You know, I want software patents, math patents(yes, they are not legal. Yes, they exist.), NDAs, DMCA and mass surveilance to be on list what millenials are killing next.
You joke but my dad once fell face first into a bonfire and blistered most of his face. When the skin grew back his dermatologist told him that a lot of people would kill for a skin treatment as good as what he wound up with. He was almost entirely blemish and wrinkle free when he healed.
You could probably manage the same with enough hot steam from an iron but it may take a bit longer.
Fuck yes it is. I think I’ve ironed more this century than my Boomer mother. And none of it was out of necessity.
After working as a farm hand one summer, it was like a switch flipped in my head and I really started to like button-ups and the like. Probably something along the lines of “this clothing is completely different from my work clothing and doesn’t have animal shit on it”.
No-iron shirts and slacks are still the way to go but, getting those wrinkles that escape is just so satisfying.
Which is either a boomer talking about zoomers because they’re too young to own irons vs anything of higher priority or some random person confessed to not ironing and thinks everyone does
I got into sewing so I do use an iron, but even then half the time I’m lazy and don’t even press my seams. I’m not very good at sewing as a result, but I have a good time all the same.
The other really valid reason is linen. Kinda unrelated to sewing itself and it’s not about stopping the stuff from crinkling (that’s right-out impossible), but to make sure that crinkles don’t always appear in the same place so the fabric has a chance of wearing down evenly.

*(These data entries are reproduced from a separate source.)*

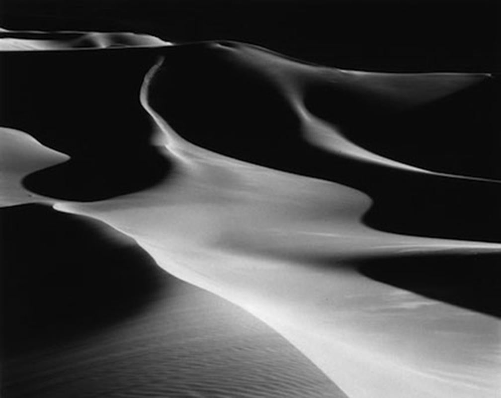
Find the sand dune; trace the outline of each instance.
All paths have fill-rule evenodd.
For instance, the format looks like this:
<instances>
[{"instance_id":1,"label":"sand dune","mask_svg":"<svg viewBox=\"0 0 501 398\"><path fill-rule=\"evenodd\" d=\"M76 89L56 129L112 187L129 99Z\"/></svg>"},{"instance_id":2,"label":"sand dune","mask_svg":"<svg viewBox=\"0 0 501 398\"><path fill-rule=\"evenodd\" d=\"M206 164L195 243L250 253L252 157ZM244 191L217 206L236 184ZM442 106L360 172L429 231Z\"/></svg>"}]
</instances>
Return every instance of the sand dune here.
<instances>
[{"instance_id":1,"label":"sand dune","mask_svg":"<svg viewBox=\"0 0 501 398\"><path fill-rule=\"evenodd\" d=\"M498 312L489 303L498 299L499 184L488 163L467 156L467 145L444 145L440 134L448 133L437 116L484 98L495 78L351 72L233 42L112 56L37 54L40 70L53 77L55 116L42 101L28 108L22 100L34 86L40 98L47 92L38 76L23 73L29 54L3 56L18 80L2 124L77 162L56 164L65 155L2 130L9 152L23 154L8 160L8 170L22 167L5 183L19 186L24 177L27 189L8 194L7 204L25 203L31 191L133 238L169 274L278 332L348 396L499 393ZM118 65L126 68L116 76ZM84 83L74 81L76 71ZM102 110L113 98L115 106ZM70 123L83 109L85 120ZM465 128L489 117L488 108L477 110L459 118ZM432 159L433 167L398 136L416 115L437 124L410 138L433 146L437 136L445 160ZM475 134L467 143L488 147L492 132ZM46 163L31 160L41 154ZM185 288L198 306L201 291ZM478 298L486 293L489 300ZM180 361L179 369L193 369L187 358ZM266 372L256 363L259 383ZM288 390L303 366L263 393ZM202 394L245 396L238 377L210 391L203 390L208 380L200 382ZM302 396L316 396L309 388ZM322 393L338 393L331 388Z\"/></svg>"},{"instance_id":2,"label":"sand dune","mask_svg":"<svg viewBox=\"0 0 501 398\"><path fill-rule=\"evenodd\" d=\"M0 29L0 51L157 47L172 43L148 35L130 32L15 31Z\"/></svg>"}]
</instances>

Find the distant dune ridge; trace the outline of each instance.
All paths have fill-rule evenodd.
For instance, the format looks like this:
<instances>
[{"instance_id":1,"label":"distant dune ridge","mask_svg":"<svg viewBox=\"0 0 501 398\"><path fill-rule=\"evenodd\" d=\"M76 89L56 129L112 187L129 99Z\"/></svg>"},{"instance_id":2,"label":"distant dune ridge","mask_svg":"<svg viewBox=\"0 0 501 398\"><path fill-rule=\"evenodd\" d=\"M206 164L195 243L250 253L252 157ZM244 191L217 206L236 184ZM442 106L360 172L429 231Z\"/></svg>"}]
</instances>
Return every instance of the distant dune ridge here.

Found this out the hard way because my linen duvet covers are oversized – nominal size is correct, but they’re made for down blankets, not flat ones. Blanket slides inside, generally towards the bottom, leaving a fabric flap on the top that really tends to crinkle as you sleep, wash, hang up, the crinkles don’t straighten out, exact same crinkles appear in the exact same spot and get chafed while sleeping, rinse and repeat for two years the first hole starts appearing, a month later there’s more than you can be bothered to patch.
Luckily it was a simple matter of running a stitch down the length of the thing to shorten it a bit, but given that an iron and ironing mat (not a full table, mat is completely sufficient) is significantly cheaper than linen covers or just the material for them, definitely worth the investment and time.

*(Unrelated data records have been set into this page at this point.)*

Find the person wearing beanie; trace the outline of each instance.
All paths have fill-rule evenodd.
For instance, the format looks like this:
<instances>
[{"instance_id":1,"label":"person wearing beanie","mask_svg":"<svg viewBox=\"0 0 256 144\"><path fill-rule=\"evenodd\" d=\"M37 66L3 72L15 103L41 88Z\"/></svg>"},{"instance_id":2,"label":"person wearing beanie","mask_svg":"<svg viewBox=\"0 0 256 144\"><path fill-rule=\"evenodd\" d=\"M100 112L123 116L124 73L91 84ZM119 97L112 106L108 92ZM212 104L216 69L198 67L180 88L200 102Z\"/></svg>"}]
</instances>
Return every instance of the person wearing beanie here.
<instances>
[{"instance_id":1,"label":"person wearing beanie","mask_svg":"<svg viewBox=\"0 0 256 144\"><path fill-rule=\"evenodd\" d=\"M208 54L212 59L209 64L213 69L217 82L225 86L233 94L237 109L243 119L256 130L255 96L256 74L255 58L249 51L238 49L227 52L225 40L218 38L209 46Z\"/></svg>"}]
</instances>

Oh and yes linen covers are definitely worth it because moisture regulation. It’s also nice and soft – not in the silky smooth sense, it has definitive grip to it. So are linen kitchen towels because they actually dry stuff instead of spreading water around. Half-linen is already a massive upgrade over cotton in that area and it’s much cheaper (the main reason why full linen is so expensive is because it’s a bugger to weave, not because the yarn is that much more expensive. Weaving linen wefts into cotton warps OTOH is pretty uncomplicated).
Oh that’s easy (and probably disappointing): None. Not really a hobby of mine, more of an extension to doing the laundry and being a cheapskate who can’t fathom buying something new when you can fix it in the time it takes to listen to a podcast episode.
You make good points. I can’t stand linen myself, I find it scratchy and itchy, makes my skin peel, but I realize I’m in the minority, and if you like it, it’s worth making it last.